Keeffe finally notches Giant AFL milestone
LACHIE Keeffe admits his 50th game milestone snuck up on him.
"I didn't even realise," the GWS Giants key position player said this week following game No.49.
When the towering Queenslander runs out tonight against West Coast in Perth, it will be seven years, eight months and 20 days since he made his debut back in round16, 2011 with Collingwood.
Granted it has taken about two years less than it took teammate Sam Reid, who played his 50th game last year, but it has taken Keeffe longer than most to reach the milestone.
For Keeffe it's been a victory for perseverance.
"It's been a long time coming," he said. "It's a fair effort to get to 50 games.

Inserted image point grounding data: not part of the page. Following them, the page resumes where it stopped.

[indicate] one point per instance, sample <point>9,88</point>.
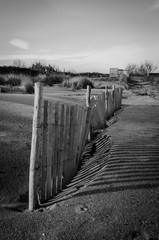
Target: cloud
<point>19,43</point>
<point>155,5</point>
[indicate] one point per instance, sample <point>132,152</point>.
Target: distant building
<point>116,73</point>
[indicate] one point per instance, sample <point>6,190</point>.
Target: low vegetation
<point>77,83</point>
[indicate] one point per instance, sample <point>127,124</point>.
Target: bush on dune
<point>27,85</point>
<point>53,79</point>
<point>77,83</point>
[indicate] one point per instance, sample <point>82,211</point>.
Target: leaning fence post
<point>88,96</point>
<point>88,100</point>
<point>35,147</point>
<point>106,102</point>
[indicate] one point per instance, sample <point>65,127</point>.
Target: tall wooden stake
<point>35,147</point>
<point>88,100</point>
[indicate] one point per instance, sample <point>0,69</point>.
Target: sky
<point>79,35</point>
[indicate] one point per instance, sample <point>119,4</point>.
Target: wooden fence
<point>58,138</point>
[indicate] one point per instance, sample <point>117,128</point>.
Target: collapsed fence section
<point>59,136</point>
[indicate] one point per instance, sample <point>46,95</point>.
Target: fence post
<point>88,100</point>
<point>106,102</point>
<point>88,96</point>
<point>35,147</point>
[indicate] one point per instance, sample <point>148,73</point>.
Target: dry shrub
<point>53,79</point>
<point>77,83</point>
<point>27,85</point>
<point>13,79</point>
<point>40,78</point>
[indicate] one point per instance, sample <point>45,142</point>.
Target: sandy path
<point>95,215</point>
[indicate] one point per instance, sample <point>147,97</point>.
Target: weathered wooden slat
<point>61,146</point>
<point>44,151</point>
<point>35,156</point>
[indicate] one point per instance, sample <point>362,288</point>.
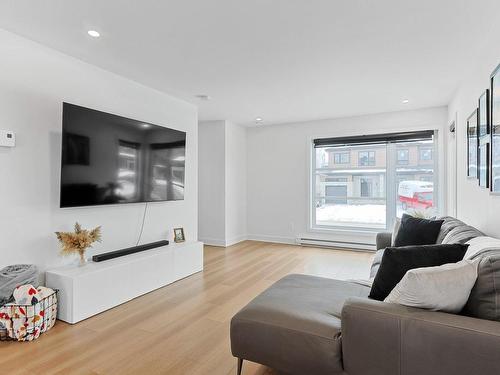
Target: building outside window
<point>403,156</point>
<point>341,157</point>
<point>426,154</point>
<point>386,181</point>
<point>366,158</point>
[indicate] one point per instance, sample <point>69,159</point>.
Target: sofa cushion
<point>461,234</point>
<point>294,326</point>
<point>484,299</point>
<point>396,261</point>
<point>442,288</point>
<point>417,231</point>
<point>449,223</point>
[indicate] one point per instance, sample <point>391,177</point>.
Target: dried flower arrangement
<point>78,241</point>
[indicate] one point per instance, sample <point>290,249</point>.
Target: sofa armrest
<point>380,338</point>
<point>383,240</point>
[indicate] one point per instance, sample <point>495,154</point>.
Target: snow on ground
<point>351,214</point>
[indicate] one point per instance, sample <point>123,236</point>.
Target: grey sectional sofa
<point>313,326</point>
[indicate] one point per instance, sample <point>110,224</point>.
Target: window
<point>341,158</point>
<point>426,154</point>
<point>366,158</point>
<point>403,156</point>
<point>357,197</point>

Not everyone can achieve that goal."
A soccer player from Gympie who boarded at "big rugby school" Marist College in Brisbane, Keeffe moved to Melbourne at 17 when Collingwood took a punt on him as a rookie. At 204cm, he was big and athletic but hadn't played competitive footy.
His senior debut came three years later before a ruptured right anterior cruciate ligament forced his first extended stint on the sidelines.

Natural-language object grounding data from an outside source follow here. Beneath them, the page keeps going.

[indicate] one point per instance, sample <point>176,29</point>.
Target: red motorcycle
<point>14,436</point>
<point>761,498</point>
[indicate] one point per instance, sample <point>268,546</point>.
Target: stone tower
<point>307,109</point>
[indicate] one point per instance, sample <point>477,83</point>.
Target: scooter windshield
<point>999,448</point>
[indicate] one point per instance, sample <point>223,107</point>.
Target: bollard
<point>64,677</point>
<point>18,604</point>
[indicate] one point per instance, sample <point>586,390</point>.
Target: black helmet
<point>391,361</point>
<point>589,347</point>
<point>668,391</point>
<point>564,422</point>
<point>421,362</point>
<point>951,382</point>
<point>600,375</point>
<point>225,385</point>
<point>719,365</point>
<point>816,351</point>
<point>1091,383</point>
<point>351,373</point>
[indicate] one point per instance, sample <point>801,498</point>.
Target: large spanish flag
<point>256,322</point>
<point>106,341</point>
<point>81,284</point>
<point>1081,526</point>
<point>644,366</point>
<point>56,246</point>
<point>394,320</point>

Keeffe was then handed a two-year suspension he would and fellow Magpie Josh Thomas tested positive to the banned substance clenbuterol.
"I'm pretty open about it," Keeffe said. "If you make your bed you sleep in it. If you've done something you shouldn't have done, you pay the cost.
"(But) I won't sit here and say they were the worst two years of my life either."
Keeffe had begun studying for his MBA in Melbourne before returning to Brisbane to live with his parents Matt and Karen and working with his Dad at an electrical engineering design firm.
"I hadn't been home since I was 15," he recalled. "Most people move out when they're 25, I moved back in."
Keeffe was joined in Brisbane by fellow Queenslander Thomas.
"We trained pretty hard, didn't let ourselves go," he said. "Kept fit, kept strong.
"Lucky enough, Collingwood put their faith in me and Josh and kept us on the list."
While Thomas is a key member of the Magpies' 22, Keeffe was let go at the end of the 2017 season without making another senior appearance, but he was handed a lifeline by the Giants.
He played eight games last season - the first coming three years and 248 days after his last game for Collingwood while the last was a final against the Magpies.
"When I first came to the club, it was put to me in no uncertain terms, you're not a high-profile recruit, you're not guaranteed a spot," Keeffe said.
"But there's different examples of guys coming in in the same sort of fashion as myself and then trained well, played well and deserved their spot in the 22."
If all goes according to plan, his next 50 games will come decidedly quicker than the first 50.
"During the pre-season I set the goal of playing round one, and being in the best 22 for the whole year," Keeffe said. "I want to be a part of this team that's pretty special I reckon. I want to play in a premiership.
"I put in a pretty good pre-season, didn't miss any of the sessions. I felt good."
While initially fearing another torn ACL - in his left knee - after going down early in the Giants' opening-round clash with Essendon, Keeffe returned to the field to kick three goals and contribute to the demolition job on the Bombers.
"I trained all pre-season in the backline and started the game there," he said.
"But I had a chat to (coach) Leon (Cameron) … he said, can you just go and sit in the goalsquare.
"The boys were dominating the game so it made my job a whole lot easier, that's for sure."
Keeffe is happy to play wherever the team needs him - just as long as he's getting a game.
"I'm 28 now. I'm on a one-year contract at the moment so you've got to make every post a winner," he said.
"I'm under no illusions that you just can't have too many lulls, or you'll get left behind pretty quick, especially in a team that's competing for a flag.
"You've got to play well very every week to cement our your spot. I think I've started in the right manner, anyway."